スペシャル

伊之助と鯉のぼり

「――それ、なんですかぁ?」

 蝶屋敷の一室で、きよ、すみ、なほの三人は、伊之助の手元にある半紙に気づくと、わらわらと集まってきた。そして、中をのぞきこんだ途端、こぞって悲鳴をあげた。
「何ですか、これ? 人面魚ですかぁ?」
 怖すぎますぅ、呪われそうですぅ、と泣きながら訴える三人に、伊之助が胸を張る。
「知らねえのか、チビども。これは“こいのぼり”って言うんだぜ?」
なんでも、鯉のぼりを見たことのない彼の為に、炭治郎と善逸が描いてくれたそうだ。
それだけ聞けば、大層、心温まる話なのだが……。
炭治郎作の鯉のぼりは二本の腕と人間のような鼻が生えているし、善逸のものに至っては、最早、原型をとどめていないほどおどろおどろしい。
わざとだろうかとすら思えるひどさだが、善逸はともかく、あの炭治郎である。そんなことをするはずがない。おそらくは、ただ単純に絵が下手なのだろう。でも、これでは――。
「あのぅ……伊之助さん。
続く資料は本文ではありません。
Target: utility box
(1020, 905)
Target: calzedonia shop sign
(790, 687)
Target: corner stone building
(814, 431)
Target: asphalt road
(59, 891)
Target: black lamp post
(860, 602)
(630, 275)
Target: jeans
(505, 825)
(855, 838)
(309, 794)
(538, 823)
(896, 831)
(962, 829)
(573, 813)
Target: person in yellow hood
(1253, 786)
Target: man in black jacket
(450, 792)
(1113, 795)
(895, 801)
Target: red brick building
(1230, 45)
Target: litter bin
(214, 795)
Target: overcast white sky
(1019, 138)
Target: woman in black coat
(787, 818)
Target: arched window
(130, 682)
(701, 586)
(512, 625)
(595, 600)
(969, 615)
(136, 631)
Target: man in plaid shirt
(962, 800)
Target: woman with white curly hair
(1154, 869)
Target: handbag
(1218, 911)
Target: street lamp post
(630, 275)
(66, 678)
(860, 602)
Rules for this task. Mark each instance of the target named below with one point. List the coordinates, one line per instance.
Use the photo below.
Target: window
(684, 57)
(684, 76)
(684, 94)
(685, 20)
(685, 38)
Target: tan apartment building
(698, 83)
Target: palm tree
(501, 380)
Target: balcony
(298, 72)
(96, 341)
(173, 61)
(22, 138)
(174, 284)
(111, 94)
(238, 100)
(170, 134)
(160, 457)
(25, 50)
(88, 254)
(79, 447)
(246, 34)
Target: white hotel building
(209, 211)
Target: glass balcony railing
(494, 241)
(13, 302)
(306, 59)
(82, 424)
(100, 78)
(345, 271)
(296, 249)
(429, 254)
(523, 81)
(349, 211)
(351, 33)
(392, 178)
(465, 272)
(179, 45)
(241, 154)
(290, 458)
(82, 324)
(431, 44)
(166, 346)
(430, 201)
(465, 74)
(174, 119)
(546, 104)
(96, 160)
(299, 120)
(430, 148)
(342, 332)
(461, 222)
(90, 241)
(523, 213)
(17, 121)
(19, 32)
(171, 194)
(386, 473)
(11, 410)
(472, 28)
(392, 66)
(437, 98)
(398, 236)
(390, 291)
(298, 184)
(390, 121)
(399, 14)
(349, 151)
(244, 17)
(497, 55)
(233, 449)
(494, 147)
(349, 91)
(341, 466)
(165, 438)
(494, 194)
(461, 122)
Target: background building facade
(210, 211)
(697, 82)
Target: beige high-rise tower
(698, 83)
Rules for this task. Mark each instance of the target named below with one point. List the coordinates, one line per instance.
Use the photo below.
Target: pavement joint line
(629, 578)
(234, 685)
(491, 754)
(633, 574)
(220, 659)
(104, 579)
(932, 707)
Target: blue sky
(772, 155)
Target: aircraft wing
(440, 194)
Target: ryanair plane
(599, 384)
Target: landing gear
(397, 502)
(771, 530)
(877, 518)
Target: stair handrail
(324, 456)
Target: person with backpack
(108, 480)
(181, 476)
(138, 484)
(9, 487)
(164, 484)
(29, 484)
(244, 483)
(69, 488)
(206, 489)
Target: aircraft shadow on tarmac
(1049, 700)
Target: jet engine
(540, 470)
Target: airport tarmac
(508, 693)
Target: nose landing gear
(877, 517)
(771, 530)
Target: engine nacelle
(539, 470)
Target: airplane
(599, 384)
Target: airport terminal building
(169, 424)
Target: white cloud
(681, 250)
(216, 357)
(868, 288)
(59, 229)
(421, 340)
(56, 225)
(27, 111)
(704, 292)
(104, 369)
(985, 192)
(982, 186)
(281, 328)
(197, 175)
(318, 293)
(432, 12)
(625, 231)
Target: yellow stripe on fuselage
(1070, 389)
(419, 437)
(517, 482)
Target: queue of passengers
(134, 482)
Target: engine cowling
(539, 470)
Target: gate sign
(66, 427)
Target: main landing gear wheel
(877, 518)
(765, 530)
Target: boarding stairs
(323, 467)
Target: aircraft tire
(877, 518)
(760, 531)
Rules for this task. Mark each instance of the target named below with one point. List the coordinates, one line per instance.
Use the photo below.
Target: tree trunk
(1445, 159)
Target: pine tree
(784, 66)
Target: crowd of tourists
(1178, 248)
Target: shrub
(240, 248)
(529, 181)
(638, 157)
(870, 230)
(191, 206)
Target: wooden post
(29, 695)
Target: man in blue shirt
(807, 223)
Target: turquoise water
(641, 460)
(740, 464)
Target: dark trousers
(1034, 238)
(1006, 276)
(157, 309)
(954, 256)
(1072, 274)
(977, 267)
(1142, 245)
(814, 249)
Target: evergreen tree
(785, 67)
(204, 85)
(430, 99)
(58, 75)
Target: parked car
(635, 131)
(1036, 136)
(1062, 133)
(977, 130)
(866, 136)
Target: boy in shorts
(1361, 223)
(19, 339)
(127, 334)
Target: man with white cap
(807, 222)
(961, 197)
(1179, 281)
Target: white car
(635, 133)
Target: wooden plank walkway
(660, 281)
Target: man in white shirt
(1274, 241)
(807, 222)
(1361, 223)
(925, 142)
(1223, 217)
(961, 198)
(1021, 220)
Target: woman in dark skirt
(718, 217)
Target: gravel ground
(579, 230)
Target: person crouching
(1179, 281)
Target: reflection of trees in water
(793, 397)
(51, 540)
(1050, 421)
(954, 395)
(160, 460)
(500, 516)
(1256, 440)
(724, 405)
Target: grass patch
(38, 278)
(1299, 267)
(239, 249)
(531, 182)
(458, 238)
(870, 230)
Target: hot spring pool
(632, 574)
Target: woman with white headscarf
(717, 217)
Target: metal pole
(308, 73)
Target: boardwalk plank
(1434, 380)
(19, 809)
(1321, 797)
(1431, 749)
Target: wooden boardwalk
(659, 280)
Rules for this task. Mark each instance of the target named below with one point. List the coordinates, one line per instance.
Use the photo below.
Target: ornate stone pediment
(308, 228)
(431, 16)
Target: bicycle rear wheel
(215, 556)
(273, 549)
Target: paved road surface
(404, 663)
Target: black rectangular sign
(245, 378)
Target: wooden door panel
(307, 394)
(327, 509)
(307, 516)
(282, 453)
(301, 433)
鯉のぼりが何かわかってらっしゃいますか?」
「妖怪だろ」
 すみの問いにきっぱりと伊之助が答える。やはりそうかと天を仰いだ少女たちは、おずおずと口を開いた……。



「ありがとう。いいお湯だったよ」
「ねえ。なんか、伊之助のバカが『お前らに本物を持って来てやる! 俺は親分だからな!!』とかわけのわかんないこと言って走ってったけど、アレ、何? 何のこと?」

 湯を浴び、部屋に戻ってきた炭治郎と善逸に尋ねられ、三人はこぞって眉尻を下げた。
「実は――」と、きよが代表して先程のことを話す。「私たち、鯉のぼりの由来についてお話したんです。そしたら、伊之助さん、飛び出して行ってしまって……」
「え? じゃあ、伊之助は俺たちが本物の鯉のぼりを見たことがないと思って、取りに行ったってこと?」
「盗りに行ったんだろ」
 炭治郎のつぶやきを律儀に訂正した善逸が「あのバカ」と頭を抱える。
「すぐに追いかけて止めよう」
「えー!? 折角、暗くなってきたし、禰豆子ちゃんの顔を見ようと思ったのにさあ」
「行くぞ、善逸」
 炭治郎に急かされ善逸がしぶしぶ従う。そんな二人の背中を、三人は当初、オロオロと見送ったが、やがて、誰ともなく笑いだした。

「仲良しだね」
「うん」
「三人が帰ってきたら飲めるように、お茶を淹れておこうか」
「お茶うけ、何にする?」
「お饅頭は?」
「前に善逸さんが盗んで、アオイさんにすごい叱られてたよね」

 怪我を負った隊士たちを癒す蝶屋敷の廊下に、明るい笑いが満ちる――。

 そして、仲良し三人娘は、なんだかんだ言いながらも仲の良い三人組の為に、いそいそとお湯を沸かし始めた。